En julio del año pasado escribió sobre el valor de la lectura en el camino de la maduración personal y en la preparación de los futuros sacerdotes. “¿Cómo hablar –se preguntaba- al corazón de los hombres si ignoramos, relegamos o no valoramos esas palabras con las que quisieron manifestar, y por qué no revelar, el drama de su propio vivir y sentir a través de novelas y poemas?”
En Laudato Sí, su encíclica de mayo de 2015 sobre “El Cuidado de la Casa Común” que es el planeta, nos llama la atención: “El clima es un bien común de todos y para todos. A nivel global es un sistema complejo relacionado con muchas condiciones esenciales para la vida humana” con una oración que pide y nos invita a ser “protectores del mundo y no depredadores”.
En Fratelli Tutti, su carta de octubre de 2020 “Sobre la fraternidad y la amistad social”, escrita en medio de la pandemia del Covid-19, nos habla de la necesidad de un rumbo común, nos convoca a “pensar y gestar un mundo abierto”, nos insiste a atrevernos a “La Mejor Política puesta al servicio del Bien Común” y desafía el lugar común: “El desprecio de los débiles puede esconderse” en el populismo o en el liberalismo. El populismo cerrado “desfigura la palabra “pueblo”. El “inmediatismo” es expresión de la “degradación” de un liderazgo popular, cuando “el gran tema es el trabajo”. Que el mercado lo resuelve todo expresa “un pensamiento pobre, repetitivo, que propone siempre las mismas recetas frente a cualquier desafío que se presente”.
Ya antes en 2017, me había tocado íntimamente su mensaje al encuentro de políticos católicos latinoamericanos en Bogotá. “La política es ante todo servicio; no es sierva de ambiciones individuales, de prepotencias de facciones de o de centros de intereses.” Es necesario “rehabilitar la dignidad de la política”. La falta de un debate sustancial, las acusaciones recíprocas, las recaídas demagógicas, están en la base de la distancia y la crítica social a los políticos, a quienes ven como “corporación de profesionales que tienen sus propios intereses o los denuncian airados, a veces sin las necesarias distinciones, como teñidos de corrupción”.

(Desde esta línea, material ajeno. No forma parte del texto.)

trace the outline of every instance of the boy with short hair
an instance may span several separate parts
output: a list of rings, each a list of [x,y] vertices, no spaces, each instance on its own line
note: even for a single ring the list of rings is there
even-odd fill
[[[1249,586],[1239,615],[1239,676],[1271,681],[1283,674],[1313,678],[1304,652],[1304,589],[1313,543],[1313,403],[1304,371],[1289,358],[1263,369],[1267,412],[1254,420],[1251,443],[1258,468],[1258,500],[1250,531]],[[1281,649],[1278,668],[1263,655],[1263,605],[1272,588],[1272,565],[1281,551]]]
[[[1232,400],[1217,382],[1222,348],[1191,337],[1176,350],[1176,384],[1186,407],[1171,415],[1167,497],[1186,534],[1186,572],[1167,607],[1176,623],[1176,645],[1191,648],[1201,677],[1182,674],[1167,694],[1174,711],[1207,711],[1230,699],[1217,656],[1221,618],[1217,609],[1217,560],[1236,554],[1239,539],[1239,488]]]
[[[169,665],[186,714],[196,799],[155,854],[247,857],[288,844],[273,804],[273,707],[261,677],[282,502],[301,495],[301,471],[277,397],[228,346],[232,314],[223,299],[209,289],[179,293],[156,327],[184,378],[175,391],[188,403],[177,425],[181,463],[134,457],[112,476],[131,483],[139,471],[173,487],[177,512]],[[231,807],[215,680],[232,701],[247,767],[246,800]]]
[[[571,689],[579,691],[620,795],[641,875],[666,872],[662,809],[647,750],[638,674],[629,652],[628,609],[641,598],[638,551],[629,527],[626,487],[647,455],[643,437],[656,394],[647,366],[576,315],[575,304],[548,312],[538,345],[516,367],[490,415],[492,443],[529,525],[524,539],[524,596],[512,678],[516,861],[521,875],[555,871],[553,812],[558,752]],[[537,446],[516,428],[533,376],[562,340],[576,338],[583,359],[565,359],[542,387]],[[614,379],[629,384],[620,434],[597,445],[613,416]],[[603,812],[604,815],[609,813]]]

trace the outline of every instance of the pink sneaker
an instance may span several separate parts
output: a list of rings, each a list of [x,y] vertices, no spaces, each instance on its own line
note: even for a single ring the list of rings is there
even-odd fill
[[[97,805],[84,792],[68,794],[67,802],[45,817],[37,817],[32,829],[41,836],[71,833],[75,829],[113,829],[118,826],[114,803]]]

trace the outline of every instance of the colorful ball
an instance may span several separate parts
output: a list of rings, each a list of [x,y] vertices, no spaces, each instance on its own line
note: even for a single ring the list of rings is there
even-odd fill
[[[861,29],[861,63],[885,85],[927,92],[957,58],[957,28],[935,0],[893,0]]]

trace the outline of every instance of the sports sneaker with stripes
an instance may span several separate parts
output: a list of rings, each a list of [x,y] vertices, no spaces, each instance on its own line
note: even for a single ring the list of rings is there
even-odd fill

También se dirige a los sacerdotes: ¿Qué significa para nosotros que los laicos estén trabajando en la vida pública? Porque el “laico comprometido” no es sólo el que trabaja en obras de la Iglesia y/o en cosas de la parroquia o de la diócesis. Esa “élite laical” nace de la desviación de un clericalismo “preocupado más por controlar espacios que por generar procesos”. Cree que “hemos olvidado, descuidado, al creyente que muchas veces quema su esperanza en la lucha cotidiana por vivir su fe”.
¿Cómo no sentirlo humano, cercano, prójimo?